This panel discusses the opportunities and challenges that can emerge when the interview is designed and conducted by service user/peer researchers as a method for accessing the views of marginalised groups and individuals through building trust and sharing power in the interview situation.
This panel will discuss the opportunities that can emerge when the interview is designed and conducted by peer researchers to access the views of groups and individuals who are 'hard to reach/seldom heard'. The panel members will provide examples from their published and ongoing research where academic and peer/service user researchers have effectively engaged respondents in meaningful two-way exchanges in which trust was built in interview situations. In these contexts the respondents, based on past negative experiences of 'involvement' and 'consultation fatigue', may have been both highly suspicious and sceptical towards participation.

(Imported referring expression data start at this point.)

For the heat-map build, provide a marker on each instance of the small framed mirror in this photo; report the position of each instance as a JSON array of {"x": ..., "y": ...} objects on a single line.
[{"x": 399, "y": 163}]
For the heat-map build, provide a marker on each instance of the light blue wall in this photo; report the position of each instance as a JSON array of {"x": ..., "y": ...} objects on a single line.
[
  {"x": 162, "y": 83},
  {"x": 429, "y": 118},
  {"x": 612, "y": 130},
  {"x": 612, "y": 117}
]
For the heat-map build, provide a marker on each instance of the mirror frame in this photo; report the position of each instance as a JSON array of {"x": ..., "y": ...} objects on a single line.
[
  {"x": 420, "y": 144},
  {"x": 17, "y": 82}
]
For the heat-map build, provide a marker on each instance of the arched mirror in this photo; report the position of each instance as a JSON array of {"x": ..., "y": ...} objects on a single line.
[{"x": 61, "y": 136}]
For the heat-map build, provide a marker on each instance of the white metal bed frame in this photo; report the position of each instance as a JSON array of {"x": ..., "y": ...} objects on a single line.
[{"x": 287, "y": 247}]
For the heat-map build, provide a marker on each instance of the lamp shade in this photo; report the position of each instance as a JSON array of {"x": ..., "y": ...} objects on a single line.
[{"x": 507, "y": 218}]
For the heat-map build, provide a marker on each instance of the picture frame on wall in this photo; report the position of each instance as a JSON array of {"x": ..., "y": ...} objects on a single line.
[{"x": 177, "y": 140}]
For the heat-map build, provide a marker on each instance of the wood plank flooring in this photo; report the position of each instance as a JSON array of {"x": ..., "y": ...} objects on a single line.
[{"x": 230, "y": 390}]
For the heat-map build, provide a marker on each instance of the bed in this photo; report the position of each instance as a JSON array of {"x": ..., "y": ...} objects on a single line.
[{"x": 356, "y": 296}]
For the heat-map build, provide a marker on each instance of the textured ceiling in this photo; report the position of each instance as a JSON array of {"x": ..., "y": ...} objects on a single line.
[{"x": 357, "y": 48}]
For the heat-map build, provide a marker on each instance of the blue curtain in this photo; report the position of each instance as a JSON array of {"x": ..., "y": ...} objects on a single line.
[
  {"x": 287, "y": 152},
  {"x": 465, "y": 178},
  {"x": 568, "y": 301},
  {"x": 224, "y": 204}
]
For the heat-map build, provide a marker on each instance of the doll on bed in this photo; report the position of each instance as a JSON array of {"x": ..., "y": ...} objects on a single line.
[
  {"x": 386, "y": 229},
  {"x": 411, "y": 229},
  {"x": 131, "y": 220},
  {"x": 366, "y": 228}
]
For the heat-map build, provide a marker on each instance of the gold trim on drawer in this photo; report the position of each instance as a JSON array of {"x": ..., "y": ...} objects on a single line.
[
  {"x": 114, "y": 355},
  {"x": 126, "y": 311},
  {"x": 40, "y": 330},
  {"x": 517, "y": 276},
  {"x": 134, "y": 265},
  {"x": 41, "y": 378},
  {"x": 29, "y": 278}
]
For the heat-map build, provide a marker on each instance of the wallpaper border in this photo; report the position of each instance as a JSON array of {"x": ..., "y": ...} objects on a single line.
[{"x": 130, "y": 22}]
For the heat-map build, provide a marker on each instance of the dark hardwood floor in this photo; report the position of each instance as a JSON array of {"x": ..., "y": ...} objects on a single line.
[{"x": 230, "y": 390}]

Panel presentations will consider whether, by genuinely attempting to deal with imbalances of power and control in the interview situation, researchers have greater opportunities to access better quality information through learning from the interview techniques employed by service user/peer researchers as collaborators in such endeavours. Evidence could be presented to show how effective the peer or user interview is as a means for both gaining the trust of respondents and for ensuring that the research findings and recommendations have subsequent meaningful impact. Furthermore the challenges involved in endowing peer researchers with the appropriate skills to interview and the accompanying advantages and disadvantages will be discussed. An important element of the latter will involve discussion about how involvement in interviewing can in turn develop the capacity of the peer researcher for involvement in future research activity.